Indian Islamic scholar

Abdul Hameed Azhari (1944 — 4 December 2021) was an Indian Dalit Rights Activist and Islamic scholar. He was a Member of All India Muslim Personal Law Board and the National President of Rashtriya Muslim Morcha, an organization working under The All India Backward and Minority Communities Employees Federation, founded by Waman Meshram.

He was one of the founders and also served as the chief patron of Kul Tanzeem-e-Jamaat, an organization formed after 2006 Malegaon blasts to seek legal justice for local youth arrested in the case.

== Education ==
He was born in 1944 in Malegaon, Maharashtra.

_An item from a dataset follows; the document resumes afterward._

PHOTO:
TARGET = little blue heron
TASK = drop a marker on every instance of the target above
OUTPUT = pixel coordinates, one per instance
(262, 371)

Abdul Hameed Azhari started his education from Madrasa Millat under the tutelage of Maulana Abdul Hameed Nomani. Upon completing early education, he went to Darul Uloom Deoband. He later graduated from Al-Azhar Cairo, Egypt.

== Death ==
Abdul Hameed Azhari died on 4 December 2021 and was buried at Bada Qabristan, Malegaon. His Namaz-e-Janaza was led by his son, Hifzur Rahman.

On his death, Maulana Khalid Saifullah Rahmani, Mufti Ismail Abdul Khalique Qasmi, Maulana Sajjad Nomani and others shown their grief and condolences.